Opinion
53612.
SUBMITTED MARCH 3, 1977.
DECIDED APRIL 5, 1977.
Juvenile delinquency. Hall Juvenile Court. Before Judge Brown.
Brannon, Brannon, Thompson Fox, William S. Hardman, for appellant.
Jeff Wayne, District Attorney, Greer, Deal, Birch, Orr Jarrard, John R. Cleveland, R. Thomas Jarrard, for appellee.
The juvenile court's adjudication of the appellant's delinquency based on three separate break-ins, each constituting burglary, is authorized by the evidence. As to one burglary, the appellant, his brother and a companion were seen on a road approximately 100 feet from a burglarized residence two or three minutes after the resident had returned there. The resident found within the residence food and milk, which had been taken out of his refrigerator, which were so cold as to evidence their removal only about ten minutes before his arrival. Items stolen from this residence were later found behind a tent on the premises of the appellant's home. As to the second burglary, liquor and other items were stolen from a second residence. The liquor was found inside a third residence, where the appellant and his companions were arrested by a stake-out team after being observed entering and leaving it. Other items stolen from the second residence as well as items stolen from the third residence (constituting the third burglary) were also found at the appellant's home.

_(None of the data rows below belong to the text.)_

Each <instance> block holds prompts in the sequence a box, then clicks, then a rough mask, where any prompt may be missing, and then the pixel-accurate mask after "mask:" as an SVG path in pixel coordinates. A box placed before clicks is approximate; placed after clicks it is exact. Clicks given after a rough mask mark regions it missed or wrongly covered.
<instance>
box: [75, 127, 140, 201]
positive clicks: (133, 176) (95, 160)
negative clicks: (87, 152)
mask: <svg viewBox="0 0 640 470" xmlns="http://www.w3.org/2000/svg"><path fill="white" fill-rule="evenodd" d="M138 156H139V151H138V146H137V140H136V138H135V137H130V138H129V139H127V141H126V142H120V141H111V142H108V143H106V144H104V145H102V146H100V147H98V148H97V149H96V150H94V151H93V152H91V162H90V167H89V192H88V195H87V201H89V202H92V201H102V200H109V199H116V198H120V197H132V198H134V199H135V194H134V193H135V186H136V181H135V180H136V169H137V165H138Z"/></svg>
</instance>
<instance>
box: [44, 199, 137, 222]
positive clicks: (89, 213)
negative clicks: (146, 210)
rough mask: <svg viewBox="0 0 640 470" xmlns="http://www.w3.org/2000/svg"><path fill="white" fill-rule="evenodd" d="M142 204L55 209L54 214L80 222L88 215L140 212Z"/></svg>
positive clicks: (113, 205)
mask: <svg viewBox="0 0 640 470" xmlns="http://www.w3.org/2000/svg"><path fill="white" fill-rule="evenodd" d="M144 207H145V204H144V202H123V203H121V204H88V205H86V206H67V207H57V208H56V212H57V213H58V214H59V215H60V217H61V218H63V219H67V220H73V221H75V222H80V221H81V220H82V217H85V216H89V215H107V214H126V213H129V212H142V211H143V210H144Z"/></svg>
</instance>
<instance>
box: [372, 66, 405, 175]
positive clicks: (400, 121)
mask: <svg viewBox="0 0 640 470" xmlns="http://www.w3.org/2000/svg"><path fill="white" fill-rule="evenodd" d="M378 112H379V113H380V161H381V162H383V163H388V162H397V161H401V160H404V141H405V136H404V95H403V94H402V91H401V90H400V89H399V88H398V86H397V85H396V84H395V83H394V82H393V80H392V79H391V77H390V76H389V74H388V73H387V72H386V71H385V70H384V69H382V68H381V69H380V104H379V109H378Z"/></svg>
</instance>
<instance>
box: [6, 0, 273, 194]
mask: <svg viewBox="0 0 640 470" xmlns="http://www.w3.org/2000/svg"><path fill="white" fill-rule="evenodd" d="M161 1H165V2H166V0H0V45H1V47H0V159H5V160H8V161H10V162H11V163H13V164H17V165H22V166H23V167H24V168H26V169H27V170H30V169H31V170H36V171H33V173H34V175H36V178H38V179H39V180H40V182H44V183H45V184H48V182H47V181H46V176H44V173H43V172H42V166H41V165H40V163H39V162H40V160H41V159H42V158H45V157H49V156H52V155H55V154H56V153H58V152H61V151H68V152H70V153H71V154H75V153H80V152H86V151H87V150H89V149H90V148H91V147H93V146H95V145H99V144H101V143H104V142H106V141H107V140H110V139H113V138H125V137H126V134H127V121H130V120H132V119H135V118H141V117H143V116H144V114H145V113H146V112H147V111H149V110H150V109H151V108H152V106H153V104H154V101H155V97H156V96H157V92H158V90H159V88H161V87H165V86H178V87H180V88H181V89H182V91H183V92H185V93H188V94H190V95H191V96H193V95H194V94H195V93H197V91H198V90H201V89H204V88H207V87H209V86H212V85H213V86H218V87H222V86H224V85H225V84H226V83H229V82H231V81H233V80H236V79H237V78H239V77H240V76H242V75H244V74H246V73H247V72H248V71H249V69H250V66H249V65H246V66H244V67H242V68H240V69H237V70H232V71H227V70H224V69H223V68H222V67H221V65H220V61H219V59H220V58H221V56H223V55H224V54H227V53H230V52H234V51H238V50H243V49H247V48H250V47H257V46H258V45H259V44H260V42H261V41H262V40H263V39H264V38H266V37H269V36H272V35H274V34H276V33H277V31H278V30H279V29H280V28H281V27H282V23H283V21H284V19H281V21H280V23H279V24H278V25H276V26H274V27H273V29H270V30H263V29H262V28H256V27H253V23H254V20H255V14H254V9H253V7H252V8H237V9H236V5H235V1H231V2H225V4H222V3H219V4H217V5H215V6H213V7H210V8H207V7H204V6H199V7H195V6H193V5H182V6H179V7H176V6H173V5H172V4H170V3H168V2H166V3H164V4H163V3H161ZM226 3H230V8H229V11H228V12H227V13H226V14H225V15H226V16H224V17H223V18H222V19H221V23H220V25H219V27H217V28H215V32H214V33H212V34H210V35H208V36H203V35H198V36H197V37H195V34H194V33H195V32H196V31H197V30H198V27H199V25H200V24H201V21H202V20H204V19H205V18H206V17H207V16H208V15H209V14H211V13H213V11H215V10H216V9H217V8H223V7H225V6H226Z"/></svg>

The appellant contends that the circumstantial evidence did not exclude the "reasonable" hypothesis that his brother had stolen all of the items. "`In making a determination of whether any other reasonable hypothesis exists, the defendant's explanation must be taken into consideration insofar as it is consistent with the circumstantial evidence properly admitted.'. . `All that the law requires is that the evidence be such as to justify the inference, beyond a reasonable doubt, that the ... act has been committed.'" Townsend v. State, 127 Ga. App. 797, 799 (2) ( 195 S.E.2d 474) (1972) and cits. The appellant's explanation was inconsistent with the circumstantial evidence hereinabove stated, as well as the testimony of his brother admitting having stolen some, but not all of the items, and denying knowledge of how the remainder of the items had come to be at their home.
Judgment affirmed. Deen, P. J., and Webb, J., concur.